Having contacted them today about its non arrival they said they had a number of payments which did not have recorded orders! Some of which were for this hose! If you're waiting for one you might want to contact them on 023 92461138

Frantone


----------



## asprn (Feb 10, 2006)

Frantone said:


> This hose was identified here recently as a flow through flat hose at a good price from Bargains UK. Has anybody else ordered one and not received it?
> Having contacted them today about its non arrival they said they had a number of payments which did not have recorded orders! Some of which were for this hose! If you're waiting for one you might want to contact them on 023 92461138
> 
> Frantone


It was my order on a previous thread - £25 reduced to £10. It arrived in a couple of days and I was so pleased with it, I ordered a second, which also arrived in a couple of days.

No complaints from me.

Dougie.


----------



## Tucano (Jun 9, 2006)

After asprns appraisal of this hose my brother in law and myself bought one each, we are very happy with them and they arrived within two days.
Hope you get yours sorted,
Regards,
Norman


----------



## 98452 (Apr 2, 2006)

Is there a link on there website?


----------



## 88870 (May 10, 2005)

Hmmm, mines not arrived yet! Will have to call them tomorrow.
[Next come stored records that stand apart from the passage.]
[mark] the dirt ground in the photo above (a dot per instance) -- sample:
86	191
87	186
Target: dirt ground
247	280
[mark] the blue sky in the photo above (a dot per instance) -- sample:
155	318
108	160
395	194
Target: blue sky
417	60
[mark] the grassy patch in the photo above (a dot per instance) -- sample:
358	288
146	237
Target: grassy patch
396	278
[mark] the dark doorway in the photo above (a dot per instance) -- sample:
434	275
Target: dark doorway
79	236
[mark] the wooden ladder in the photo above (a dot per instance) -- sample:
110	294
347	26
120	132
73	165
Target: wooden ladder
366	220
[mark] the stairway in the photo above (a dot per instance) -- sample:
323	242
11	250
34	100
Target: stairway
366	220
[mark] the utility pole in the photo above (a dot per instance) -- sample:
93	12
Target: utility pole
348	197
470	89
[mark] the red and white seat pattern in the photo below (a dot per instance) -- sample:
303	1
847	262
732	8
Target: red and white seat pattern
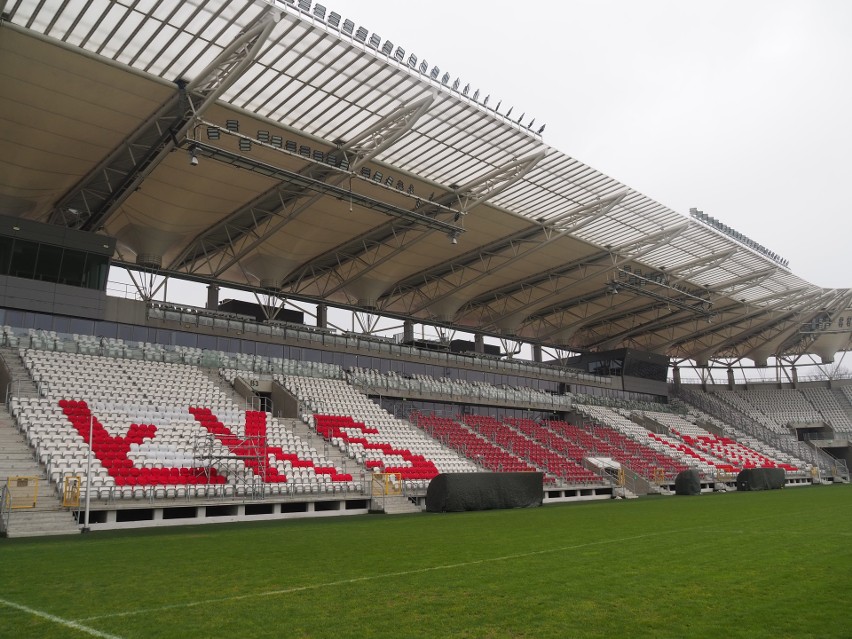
374	437
161	430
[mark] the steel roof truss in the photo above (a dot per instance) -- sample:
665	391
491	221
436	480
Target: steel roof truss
98	195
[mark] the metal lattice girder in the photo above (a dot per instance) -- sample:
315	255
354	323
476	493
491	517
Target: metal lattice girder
98	195
772	332
388	130
251	225
435	284
354	260
675	318
520	300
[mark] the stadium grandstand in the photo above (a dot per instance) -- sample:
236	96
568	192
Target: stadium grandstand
401	281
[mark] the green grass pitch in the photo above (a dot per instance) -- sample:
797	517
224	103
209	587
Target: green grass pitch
771	564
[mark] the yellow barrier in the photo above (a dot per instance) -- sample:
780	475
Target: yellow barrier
386	484
21	492
71	491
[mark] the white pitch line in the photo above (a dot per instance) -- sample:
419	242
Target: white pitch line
343	582
68	623
403	573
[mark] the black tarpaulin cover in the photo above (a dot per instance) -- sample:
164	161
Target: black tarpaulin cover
457	492
761	479
688	482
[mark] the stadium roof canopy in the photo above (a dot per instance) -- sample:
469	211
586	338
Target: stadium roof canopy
280	146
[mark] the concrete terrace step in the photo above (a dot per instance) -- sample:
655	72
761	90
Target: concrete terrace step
394	505
35	523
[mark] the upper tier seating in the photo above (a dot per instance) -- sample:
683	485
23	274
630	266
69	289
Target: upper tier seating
160	430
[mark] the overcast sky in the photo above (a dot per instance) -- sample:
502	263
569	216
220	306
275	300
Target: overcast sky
742	109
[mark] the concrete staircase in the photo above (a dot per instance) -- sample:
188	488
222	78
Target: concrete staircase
48	517
298	427
21	384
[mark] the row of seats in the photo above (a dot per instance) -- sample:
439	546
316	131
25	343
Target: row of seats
374	438
149	431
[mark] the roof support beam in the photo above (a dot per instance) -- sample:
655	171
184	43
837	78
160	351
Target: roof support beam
258	220
91	203
506	252
537	297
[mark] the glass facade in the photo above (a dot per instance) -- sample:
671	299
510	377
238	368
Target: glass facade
36	261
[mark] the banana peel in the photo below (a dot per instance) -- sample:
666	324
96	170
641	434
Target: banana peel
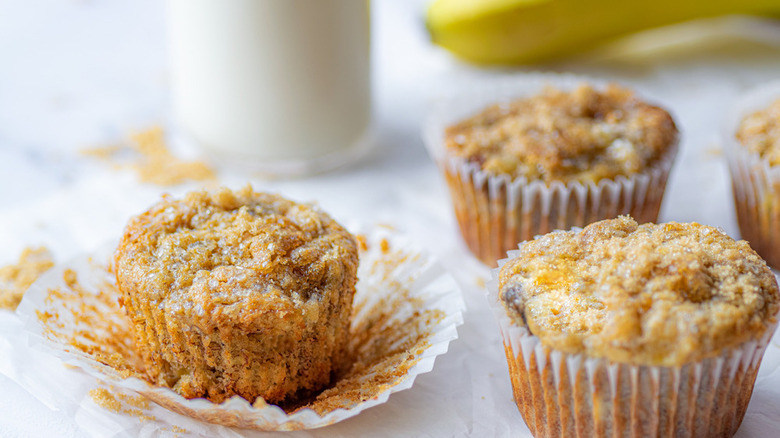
527	31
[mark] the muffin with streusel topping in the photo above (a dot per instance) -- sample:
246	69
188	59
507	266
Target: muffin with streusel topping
753	150
621	329
237	293
553	159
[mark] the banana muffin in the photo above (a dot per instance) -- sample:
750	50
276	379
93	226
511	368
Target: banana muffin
756	180
237	293
556	159
626	328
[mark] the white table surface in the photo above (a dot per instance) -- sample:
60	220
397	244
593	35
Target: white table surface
77	73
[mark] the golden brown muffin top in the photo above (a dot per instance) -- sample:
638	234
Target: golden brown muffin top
760	133
583	135
234	254
647	294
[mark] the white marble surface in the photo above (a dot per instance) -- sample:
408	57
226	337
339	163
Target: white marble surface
76	73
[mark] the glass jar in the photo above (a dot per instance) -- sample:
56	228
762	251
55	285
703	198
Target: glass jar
281	85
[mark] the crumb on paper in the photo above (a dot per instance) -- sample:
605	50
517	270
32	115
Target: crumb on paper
152	160
105	399
16	278
120	403
389	333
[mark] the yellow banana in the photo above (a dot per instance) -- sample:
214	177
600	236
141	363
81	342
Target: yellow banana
522	31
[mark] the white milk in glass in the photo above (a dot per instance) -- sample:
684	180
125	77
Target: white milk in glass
283	85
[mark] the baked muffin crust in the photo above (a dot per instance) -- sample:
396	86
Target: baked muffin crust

Thanks for this Frantone.


----------



## asprn (Feb 10, 2006)

RR said:


> Is there a link on there website?


http://www.bargains.uk.com/shop/product_info.php/cPath/16/products_id/361?osCsid=31fe1fc94...


----------



## 98452 (Apr 2, 2006)

asprn said:


> RR said:
> 
> 
> > Is there a link on there website?
> ...


Thank you!! :wink:

Can you connect one to the other giving you 100 ft?


----------



## 88927 (May 10, 2005)

Hi John
We have something very similar and at the end of the day it is basically just like a garden hose, so if you get the male and female couplings that fit onto a garden hose, you can extend it mate.....
Hope this helps

Keith


----------



## asprn (Feb 10, 2006)

RR said:


> asprn said:
> 
> 
> > RR said:
> ...


Yep - that's why I went for the second one.

Dougie.


----------